The first act of The Fifth Column suggests that we're going to be watching a romantic suspense thriller. We're in a Madrid hotel in 1937, at the height of the Spanish Civil War. Franco's rebels are advancing on the city, and the Republicans (the legitimately elected government) are being battered, particularly by the fascists within Madrid (the so-called "fifth column") who are committing acts of terrorism against the populace. At this hotel are American journalist Dorothy Bridges, a gorgeous and sophisticated icy blonde who is ostensibly covering the war but doesn't seem to grasp its significance or gravity, and Philip Rawlings, a rugged, handsome, mysterious American playboy. The two make love for the first time during a bombardment on the city. But Rawlings is clearly hiding something important about what he's doing here in Madrid, and when a dead soldier is found the next morning in his hotel room, we begin to understand just how deeply involved he is in the Republican cause.
I'm not going to reveal too many more details about the story, but I will tell you that in Acts II and III, despite the arrival of a German patriot named Max who has escaped the Nazis to serve with Rawlings in the fight against the Spanish fascists, the main focus of The Fifth Column is decidedly on the romance. What it feels like, quickly, is a prototype for Casablanca (and I wondered whether its tepid reception in 1940 was the result of it being ahead of its time, albeit just two years: does a country weary of and/or unprepared for war want to see a story like this?)
Rawlings is very much the Hemingway hero you'd expect—hard-drinking, irresistible to women, rootless but ultimately noble—and Max, who wears an ugly facial scar as a badge of honor, is his asexual, infinitely brave mentor. Kelly AuCoin and Ronald Guttman are very good as Rawlings and Max, with AuCoin demonstrating significant charisma as the (anti?-)hero and Guttman humanizing Max invaluably.

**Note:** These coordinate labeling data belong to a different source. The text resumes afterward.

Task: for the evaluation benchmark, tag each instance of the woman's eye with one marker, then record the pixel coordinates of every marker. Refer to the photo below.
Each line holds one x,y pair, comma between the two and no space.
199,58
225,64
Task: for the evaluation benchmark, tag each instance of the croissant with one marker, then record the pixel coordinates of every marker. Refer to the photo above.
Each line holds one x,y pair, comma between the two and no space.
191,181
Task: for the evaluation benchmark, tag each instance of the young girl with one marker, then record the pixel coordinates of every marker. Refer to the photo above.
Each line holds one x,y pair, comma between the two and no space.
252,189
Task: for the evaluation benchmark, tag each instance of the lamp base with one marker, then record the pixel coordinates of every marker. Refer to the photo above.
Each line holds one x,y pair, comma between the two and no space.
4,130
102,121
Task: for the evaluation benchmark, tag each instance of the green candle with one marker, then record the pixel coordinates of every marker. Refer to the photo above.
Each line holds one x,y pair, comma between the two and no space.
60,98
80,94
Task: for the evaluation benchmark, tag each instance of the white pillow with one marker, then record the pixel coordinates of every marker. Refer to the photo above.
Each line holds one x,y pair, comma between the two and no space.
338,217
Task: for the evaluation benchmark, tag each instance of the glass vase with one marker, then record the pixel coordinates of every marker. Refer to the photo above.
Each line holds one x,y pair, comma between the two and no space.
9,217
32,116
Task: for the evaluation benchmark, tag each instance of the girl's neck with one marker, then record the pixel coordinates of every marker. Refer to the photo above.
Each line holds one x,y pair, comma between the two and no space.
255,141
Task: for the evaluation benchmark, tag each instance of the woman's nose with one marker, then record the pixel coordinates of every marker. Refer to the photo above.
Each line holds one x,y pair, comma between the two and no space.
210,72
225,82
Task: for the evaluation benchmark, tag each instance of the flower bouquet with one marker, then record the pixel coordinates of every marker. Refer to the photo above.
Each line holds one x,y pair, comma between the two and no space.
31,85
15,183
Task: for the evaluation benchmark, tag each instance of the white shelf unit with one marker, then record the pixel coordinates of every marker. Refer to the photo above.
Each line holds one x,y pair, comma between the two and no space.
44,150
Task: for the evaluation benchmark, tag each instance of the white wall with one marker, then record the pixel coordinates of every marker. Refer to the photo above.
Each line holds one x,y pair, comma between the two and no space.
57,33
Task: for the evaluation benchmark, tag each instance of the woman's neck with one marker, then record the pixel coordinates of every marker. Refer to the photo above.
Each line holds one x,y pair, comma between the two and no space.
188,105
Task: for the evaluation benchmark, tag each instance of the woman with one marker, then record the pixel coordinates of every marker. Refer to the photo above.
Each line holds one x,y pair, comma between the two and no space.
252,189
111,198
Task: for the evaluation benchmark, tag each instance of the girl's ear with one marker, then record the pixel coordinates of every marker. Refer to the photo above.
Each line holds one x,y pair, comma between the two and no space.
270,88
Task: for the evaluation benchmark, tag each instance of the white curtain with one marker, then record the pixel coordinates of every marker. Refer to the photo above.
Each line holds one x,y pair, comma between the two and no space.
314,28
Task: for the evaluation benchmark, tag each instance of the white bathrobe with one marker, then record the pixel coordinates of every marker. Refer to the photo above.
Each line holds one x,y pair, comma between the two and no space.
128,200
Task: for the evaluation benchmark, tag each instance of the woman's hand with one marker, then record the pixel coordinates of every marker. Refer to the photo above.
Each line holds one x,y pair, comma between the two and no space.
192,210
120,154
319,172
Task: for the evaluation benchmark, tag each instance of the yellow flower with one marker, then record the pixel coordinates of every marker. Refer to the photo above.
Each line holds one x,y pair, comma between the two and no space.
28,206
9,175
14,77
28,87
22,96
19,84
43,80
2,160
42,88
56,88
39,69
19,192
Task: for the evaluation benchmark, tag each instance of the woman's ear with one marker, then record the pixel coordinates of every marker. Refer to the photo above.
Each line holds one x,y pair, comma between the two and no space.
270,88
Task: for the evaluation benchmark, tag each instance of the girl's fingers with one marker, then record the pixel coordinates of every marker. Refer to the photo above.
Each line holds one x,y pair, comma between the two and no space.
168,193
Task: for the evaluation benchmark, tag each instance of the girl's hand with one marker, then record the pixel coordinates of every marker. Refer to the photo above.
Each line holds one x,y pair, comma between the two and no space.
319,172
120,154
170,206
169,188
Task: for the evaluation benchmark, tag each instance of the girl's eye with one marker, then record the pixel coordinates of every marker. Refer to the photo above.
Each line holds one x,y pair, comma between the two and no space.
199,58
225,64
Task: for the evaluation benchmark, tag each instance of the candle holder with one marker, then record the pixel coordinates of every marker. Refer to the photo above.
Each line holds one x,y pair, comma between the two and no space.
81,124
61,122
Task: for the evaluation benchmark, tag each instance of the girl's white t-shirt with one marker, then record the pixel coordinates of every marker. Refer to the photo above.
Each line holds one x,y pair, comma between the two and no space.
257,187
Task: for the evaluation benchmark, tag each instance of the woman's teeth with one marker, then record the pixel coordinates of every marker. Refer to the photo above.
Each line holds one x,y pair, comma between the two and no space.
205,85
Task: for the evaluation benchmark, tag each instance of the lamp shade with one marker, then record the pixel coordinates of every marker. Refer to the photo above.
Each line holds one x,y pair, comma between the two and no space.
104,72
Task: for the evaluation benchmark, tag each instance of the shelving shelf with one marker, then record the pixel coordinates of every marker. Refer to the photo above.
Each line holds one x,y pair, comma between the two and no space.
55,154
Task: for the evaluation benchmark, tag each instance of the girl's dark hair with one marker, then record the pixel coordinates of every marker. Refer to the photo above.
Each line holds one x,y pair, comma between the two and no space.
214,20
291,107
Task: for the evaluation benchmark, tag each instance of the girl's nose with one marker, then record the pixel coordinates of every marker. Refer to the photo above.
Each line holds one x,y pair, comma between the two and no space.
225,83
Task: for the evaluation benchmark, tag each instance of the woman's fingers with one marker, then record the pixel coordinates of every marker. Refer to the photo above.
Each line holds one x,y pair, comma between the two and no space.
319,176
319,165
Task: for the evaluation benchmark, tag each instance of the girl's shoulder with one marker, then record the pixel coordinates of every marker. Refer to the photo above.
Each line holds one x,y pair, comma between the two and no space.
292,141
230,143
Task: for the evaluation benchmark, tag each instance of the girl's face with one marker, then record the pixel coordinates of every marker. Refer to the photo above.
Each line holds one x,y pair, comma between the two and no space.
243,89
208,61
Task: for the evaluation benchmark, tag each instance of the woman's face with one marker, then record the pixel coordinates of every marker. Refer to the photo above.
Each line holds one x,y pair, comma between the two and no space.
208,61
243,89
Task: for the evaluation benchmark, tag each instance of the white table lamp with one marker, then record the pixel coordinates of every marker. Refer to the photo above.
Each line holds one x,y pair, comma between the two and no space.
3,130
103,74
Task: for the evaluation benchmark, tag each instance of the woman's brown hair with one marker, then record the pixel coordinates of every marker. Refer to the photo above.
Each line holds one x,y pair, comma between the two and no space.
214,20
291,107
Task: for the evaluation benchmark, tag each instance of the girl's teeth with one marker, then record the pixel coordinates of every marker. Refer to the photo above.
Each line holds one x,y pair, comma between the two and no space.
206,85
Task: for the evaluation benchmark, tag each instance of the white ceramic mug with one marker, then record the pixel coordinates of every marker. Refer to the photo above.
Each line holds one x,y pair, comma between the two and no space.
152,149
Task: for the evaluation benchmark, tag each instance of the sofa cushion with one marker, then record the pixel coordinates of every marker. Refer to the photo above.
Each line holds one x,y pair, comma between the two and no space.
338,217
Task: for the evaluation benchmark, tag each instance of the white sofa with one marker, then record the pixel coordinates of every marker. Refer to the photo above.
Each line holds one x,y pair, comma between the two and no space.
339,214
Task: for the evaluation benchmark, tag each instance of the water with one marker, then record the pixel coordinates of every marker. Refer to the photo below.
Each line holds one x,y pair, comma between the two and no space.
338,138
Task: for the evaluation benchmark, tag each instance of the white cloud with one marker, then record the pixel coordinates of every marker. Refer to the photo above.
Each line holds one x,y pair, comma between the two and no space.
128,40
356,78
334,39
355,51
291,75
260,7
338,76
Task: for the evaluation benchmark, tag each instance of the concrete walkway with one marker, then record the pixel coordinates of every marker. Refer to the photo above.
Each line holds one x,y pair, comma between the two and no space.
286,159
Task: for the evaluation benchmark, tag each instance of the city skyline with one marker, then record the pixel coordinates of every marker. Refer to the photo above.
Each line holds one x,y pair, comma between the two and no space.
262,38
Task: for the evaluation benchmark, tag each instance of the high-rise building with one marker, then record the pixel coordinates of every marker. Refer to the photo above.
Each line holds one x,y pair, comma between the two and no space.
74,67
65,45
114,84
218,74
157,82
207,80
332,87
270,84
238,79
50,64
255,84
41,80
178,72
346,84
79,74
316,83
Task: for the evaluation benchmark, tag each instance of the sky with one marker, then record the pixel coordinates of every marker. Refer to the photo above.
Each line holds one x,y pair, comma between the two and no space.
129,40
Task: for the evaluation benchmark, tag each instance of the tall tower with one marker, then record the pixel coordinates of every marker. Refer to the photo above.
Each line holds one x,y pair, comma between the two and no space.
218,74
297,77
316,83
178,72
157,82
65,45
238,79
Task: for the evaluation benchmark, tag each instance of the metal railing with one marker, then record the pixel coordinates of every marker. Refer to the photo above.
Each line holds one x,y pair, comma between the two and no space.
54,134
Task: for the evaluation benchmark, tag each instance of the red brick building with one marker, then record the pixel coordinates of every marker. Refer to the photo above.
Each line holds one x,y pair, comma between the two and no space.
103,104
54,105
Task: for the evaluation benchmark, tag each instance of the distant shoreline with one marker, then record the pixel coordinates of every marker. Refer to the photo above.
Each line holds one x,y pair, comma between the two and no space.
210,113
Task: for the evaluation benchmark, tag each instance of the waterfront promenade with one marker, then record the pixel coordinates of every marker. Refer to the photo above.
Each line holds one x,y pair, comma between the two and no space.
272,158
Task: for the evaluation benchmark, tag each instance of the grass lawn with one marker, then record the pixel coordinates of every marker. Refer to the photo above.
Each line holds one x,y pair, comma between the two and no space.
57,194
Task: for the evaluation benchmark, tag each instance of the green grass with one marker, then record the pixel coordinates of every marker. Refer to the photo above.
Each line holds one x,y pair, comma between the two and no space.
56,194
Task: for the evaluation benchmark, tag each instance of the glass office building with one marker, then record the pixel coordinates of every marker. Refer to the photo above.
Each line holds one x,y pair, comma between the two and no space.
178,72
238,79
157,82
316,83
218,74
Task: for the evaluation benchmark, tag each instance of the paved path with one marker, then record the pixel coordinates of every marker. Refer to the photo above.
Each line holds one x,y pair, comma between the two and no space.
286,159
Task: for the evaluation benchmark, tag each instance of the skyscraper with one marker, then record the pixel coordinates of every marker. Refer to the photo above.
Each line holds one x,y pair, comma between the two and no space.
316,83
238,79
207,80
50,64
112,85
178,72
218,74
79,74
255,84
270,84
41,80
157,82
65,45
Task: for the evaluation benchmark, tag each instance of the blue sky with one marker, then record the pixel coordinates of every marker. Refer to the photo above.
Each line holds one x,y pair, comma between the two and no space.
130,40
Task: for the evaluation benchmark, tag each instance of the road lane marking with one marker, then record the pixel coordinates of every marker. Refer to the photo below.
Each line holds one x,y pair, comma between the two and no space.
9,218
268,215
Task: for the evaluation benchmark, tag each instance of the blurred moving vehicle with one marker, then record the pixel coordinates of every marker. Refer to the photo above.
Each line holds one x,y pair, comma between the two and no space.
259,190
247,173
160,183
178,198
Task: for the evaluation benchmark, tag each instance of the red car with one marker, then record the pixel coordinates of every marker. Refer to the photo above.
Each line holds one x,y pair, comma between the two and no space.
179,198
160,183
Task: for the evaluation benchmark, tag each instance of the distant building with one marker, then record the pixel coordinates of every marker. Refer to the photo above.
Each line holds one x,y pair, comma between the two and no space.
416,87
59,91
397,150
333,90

The only other admirable character in the play is Petra, the hotel maid, who is unfailingly wise, maternal, and heroic no matter the circumstance. Teresa Yenque portrays her with great humanity, helping remind us that despite Hemingway's primary concern with the Bridges-Rawlings love story, an important and tragic struggle is occurring at the perimeters of the play, a struggle that makes Rawlings's and Max's actions genuinely worthy.

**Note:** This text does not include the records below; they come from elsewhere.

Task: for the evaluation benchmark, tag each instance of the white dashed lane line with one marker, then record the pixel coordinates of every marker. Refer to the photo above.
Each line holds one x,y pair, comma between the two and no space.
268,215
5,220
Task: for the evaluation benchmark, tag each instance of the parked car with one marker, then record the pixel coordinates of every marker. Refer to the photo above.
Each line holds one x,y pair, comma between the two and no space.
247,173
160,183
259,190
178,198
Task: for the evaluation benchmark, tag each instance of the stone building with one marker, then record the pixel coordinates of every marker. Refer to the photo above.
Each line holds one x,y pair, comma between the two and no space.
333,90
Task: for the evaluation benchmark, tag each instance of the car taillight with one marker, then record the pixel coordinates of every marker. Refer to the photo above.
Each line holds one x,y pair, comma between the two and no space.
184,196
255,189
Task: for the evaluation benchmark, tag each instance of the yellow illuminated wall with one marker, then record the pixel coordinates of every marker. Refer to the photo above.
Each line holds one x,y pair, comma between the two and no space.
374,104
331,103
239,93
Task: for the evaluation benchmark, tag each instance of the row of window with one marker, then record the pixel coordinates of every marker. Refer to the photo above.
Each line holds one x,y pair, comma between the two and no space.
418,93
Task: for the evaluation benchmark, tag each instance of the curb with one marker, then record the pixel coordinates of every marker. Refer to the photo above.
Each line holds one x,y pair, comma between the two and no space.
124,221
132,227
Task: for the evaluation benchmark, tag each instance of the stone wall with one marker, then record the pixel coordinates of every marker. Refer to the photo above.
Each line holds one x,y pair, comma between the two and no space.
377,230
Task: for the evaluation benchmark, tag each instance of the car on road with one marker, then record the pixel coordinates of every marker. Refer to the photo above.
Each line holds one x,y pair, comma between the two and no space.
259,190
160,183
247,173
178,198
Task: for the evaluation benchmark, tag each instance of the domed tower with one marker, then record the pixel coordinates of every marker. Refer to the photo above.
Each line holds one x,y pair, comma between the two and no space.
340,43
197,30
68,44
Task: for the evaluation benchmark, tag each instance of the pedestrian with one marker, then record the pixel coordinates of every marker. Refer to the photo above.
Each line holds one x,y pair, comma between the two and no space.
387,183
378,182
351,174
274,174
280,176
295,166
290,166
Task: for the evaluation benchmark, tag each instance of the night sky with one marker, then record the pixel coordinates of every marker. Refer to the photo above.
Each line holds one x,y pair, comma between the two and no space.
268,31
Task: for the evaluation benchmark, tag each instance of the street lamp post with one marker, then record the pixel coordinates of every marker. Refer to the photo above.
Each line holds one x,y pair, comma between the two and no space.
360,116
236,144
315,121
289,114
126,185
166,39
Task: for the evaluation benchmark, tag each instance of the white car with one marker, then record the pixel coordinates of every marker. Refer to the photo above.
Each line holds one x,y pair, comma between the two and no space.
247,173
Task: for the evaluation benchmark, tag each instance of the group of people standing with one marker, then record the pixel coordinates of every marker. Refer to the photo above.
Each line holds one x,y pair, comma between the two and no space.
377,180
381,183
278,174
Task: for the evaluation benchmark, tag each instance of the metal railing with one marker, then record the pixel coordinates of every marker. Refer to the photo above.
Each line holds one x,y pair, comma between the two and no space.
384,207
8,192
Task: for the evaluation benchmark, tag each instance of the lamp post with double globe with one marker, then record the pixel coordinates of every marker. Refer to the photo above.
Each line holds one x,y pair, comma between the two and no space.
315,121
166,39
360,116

Bridges, though, is very problematic. She's presented as a selfish, self-indulgent rich-bitch poseur, so much so that it's difficult to understand why Rawlings would fall in love with her (as opposed to why he'd sleep with her). Because nothing in Heidi Armbruster's performance takes us beneath the plastic surface of this woman, I was never convinced that Bridges and Rawlings are soulmates.

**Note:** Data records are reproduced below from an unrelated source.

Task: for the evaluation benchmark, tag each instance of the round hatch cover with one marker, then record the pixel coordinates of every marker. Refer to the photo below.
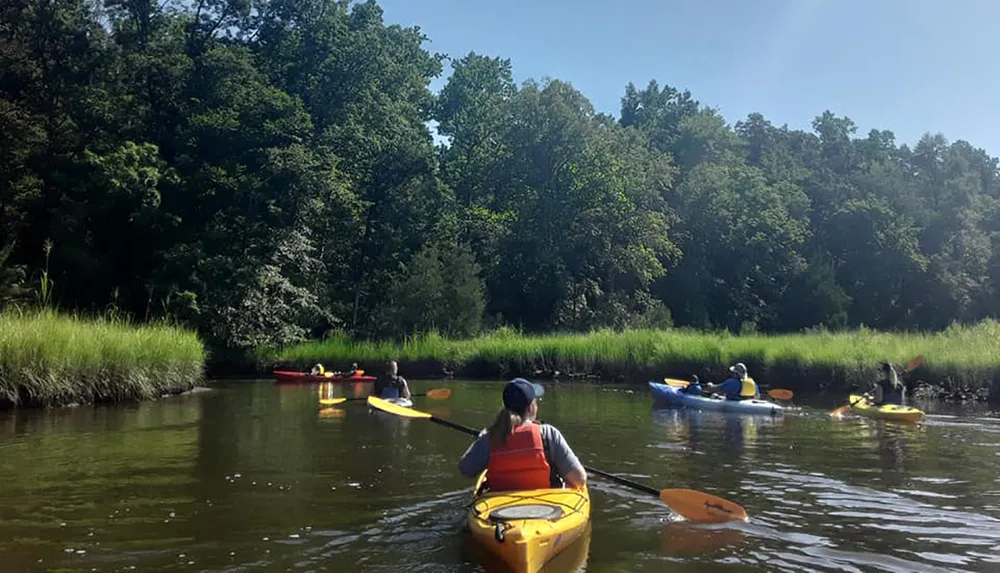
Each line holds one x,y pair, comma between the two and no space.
533,511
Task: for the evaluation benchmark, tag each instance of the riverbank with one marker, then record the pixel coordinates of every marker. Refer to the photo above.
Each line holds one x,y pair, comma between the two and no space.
962,362
51,359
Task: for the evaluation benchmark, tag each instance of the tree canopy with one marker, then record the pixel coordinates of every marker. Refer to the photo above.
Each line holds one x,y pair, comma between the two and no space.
264,171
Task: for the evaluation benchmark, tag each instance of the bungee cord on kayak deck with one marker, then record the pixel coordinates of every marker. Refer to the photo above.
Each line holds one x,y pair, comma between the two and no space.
527,526
704,508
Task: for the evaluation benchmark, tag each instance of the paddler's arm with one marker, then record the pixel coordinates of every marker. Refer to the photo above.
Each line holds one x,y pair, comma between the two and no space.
476,458
563,458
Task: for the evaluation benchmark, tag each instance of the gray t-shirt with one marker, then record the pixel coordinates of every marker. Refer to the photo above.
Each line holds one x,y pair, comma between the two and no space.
557,452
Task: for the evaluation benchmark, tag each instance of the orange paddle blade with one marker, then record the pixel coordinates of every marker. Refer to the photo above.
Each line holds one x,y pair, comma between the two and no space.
700,506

The other characters in the piece are caricatures: Rawlings's Spanish mistress is the archetypal whore-with-a-heart-of-gold (beautifully played by Nicole Shalhoub), the hotel manager is a grasping buffoon, and the Spanish commandant is bull-headed and corrupt. Nevertheless, The Fifth Column is genuinely compelling and enormously watchable. And the Mint's production values—including an array of evocative costumes by Clint Ramos and a highly effective set by Vicki R. Davis—are top-notch and serve the drama nicely.
I'm not sure that the national mood in 2008 is any more in tune with Hemingway's idealized notion of valorous warfare than it was pre-World War II. But the Mint's mission to explore the forgotten corners of our literary and dramatic recent past is well-served with this square-shouldered revival of the only play in the Hemingway canon.